Neither of these scenarios is a coin toss. For it to be a coin toss, the result needs to be randomly chosen. i.e. after the room stops spinning, either the person in Chamber A or the person in Chamber B drops dead, with the survivor entering heaven. As it stands with how you presented them, there is no coin toss, as the outcome is fixed; in Scenario 1, the person in Champer A always enters heaven, and the person in Chamber B always dies, while in Scenario 2 the person in Chamber A always dies while the person in Chamber B always enters heaven.
So yeah, the choice in both these cases is blatantly obvious. I would always enter the chamber in Scenario 1 as I have nothing to lose and everything to gain, and I would never enter the chamber in Scenario 2 as I have nothing to gain and everything to lose.

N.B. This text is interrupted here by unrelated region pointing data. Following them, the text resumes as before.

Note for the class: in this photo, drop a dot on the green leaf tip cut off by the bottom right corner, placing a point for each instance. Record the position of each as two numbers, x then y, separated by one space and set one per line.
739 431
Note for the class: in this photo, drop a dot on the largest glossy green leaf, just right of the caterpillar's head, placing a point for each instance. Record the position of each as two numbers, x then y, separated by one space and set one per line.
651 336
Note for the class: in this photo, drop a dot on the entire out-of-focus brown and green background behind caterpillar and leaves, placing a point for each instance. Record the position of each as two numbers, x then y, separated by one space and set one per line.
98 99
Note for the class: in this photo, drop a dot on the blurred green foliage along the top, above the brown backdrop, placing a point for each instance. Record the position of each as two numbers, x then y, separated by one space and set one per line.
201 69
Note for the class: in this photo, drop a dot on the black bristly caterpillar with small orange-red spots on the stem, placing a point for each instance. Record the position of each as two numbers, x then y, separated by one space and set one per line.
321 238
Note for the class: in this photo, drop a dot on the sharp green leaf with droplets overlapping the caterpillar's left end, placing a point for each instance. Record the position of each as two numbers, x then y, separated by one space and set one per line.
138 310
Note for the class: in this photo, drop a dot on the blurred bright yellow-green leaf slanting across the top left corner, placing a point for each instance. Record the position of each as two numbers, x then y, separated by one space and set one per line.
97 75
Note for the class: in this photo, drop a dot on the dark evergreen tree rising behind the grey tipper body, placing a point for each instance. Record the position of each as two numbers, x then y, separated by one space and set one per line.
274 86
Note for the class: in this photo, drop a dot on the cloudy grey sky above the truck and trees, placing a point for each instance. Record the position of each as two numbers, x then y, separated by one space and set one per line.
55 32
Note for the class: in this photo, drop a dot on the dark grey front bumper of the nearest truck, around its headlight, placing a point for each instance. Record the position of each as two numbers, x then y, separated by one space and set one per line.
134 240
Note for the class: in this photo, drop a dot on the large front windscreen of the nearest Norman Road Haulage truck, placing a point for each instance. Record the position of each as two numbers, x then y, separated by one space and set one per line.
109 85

The second school of thought is fundamentally flawed because "same" and "identical" do not mean the same thing. Even if in Scenario 2 an identical person as me is entering heaven, it is still not me, so the two scenarios do not in any way have the same outcome.
(Warning, soapbox material below)
Spoiler below!
The common confusion around the issue of the coin flip regarding SOMA is two-fold. First, people assume that there is some form of randomness involved when Simon gets scanned. They think that when a copy is made, one of the Simons is the original and one is new, with no way to determine which is which. Those people, however, fail to grasp the meaning of the word "copy". When a Simon is scanned, that is all that happens - he is scanned. There is no process that rips his consciousness from his body, jumbles it up in a randomizer, then assigns it arbitrarily to either the old Simon body or the new Simon body. It is merely copied, and the copy is placed in a new vessel. It is exactly like if you put a document on a photocopier and hit print - the original stays in the scanning receptacle while a copy is produced and spat out the other side.

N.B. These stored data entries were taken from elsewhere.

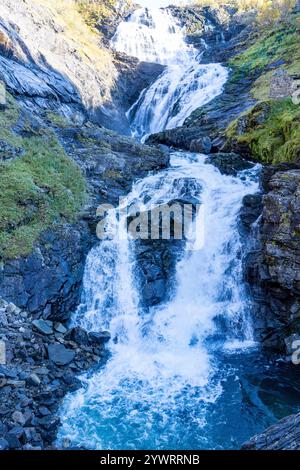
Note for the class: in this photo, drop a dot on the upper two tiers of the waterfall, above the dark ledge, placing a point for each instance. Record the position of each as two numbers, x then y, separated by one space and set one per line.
154 35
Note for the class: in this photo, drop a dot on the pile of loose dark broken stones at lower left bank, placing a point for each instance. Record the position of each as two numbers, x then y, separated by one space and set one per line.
40 362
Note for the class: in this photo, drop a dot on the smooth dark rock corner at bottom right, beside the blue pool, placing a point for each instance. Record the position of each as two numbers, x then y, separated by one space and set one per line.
285 435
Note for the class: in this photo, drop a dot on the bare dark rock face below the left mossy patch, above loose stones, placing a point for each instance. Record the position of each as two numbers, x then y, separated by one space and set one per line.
47 283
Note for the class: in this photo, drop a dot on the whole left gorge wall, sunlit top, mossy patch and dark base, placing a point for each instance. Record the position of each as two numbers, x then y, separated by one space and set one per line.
57 164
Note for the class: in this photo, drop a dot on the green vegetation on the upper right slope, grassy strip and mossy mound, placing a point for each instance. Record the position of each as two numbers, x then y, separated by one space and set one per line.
270 131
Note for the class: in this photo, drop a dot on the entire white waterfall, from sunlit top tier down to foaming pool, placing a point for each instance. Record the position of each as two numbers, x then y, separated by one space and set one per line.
163 375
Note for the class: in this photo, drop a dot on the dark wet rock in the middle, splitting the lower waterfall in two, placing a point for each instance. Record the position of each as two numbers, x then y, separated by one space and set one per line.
156 259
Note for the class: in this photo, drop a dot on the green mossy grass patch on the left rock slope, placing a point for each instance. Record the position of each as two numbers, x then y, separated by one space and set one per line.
41 188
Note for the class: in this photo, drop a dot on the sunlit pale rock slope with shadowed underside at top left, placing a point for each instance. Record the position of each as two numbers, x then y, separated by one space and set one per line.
68 68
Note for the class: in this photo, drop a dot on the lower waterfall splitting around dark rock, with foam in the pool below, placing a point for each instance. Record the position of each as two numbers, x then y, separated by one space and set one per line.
162 364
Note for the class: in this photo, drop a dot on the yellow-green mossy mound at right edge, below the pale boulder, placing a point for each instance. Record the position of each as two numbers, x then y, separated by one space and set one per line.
270 131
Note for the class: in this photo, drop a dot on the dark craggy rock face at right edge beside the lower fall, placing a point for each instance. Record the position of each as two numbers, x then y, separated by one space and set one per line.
273 266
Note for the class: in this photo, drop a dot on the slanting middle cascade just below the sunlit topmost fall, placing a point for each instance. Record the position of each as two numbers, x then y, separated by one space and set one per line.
175 95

The second claim is that the coin flip is real because to the Simons it "feels" real. This claim is often accompanied with a hypothetical scenario in which a man in a room is copied and the copy is placed in a different but identical room, and while there is an original and a copy it is impossible to tell which is which. This is an accurate representation of a perceived coin toss scenario, but it is not what happens in the game. The original is in one distinct place, and the copy appears in another distinct place, and it is immediately obvious which is which, including to the Simons themselves. The only reason that Simon-3 at Omicron considered himself the "real" Simon is because of his ineptitude in grasping the concept. Catherine tried to explain it to him several times, but he just couldn't get it.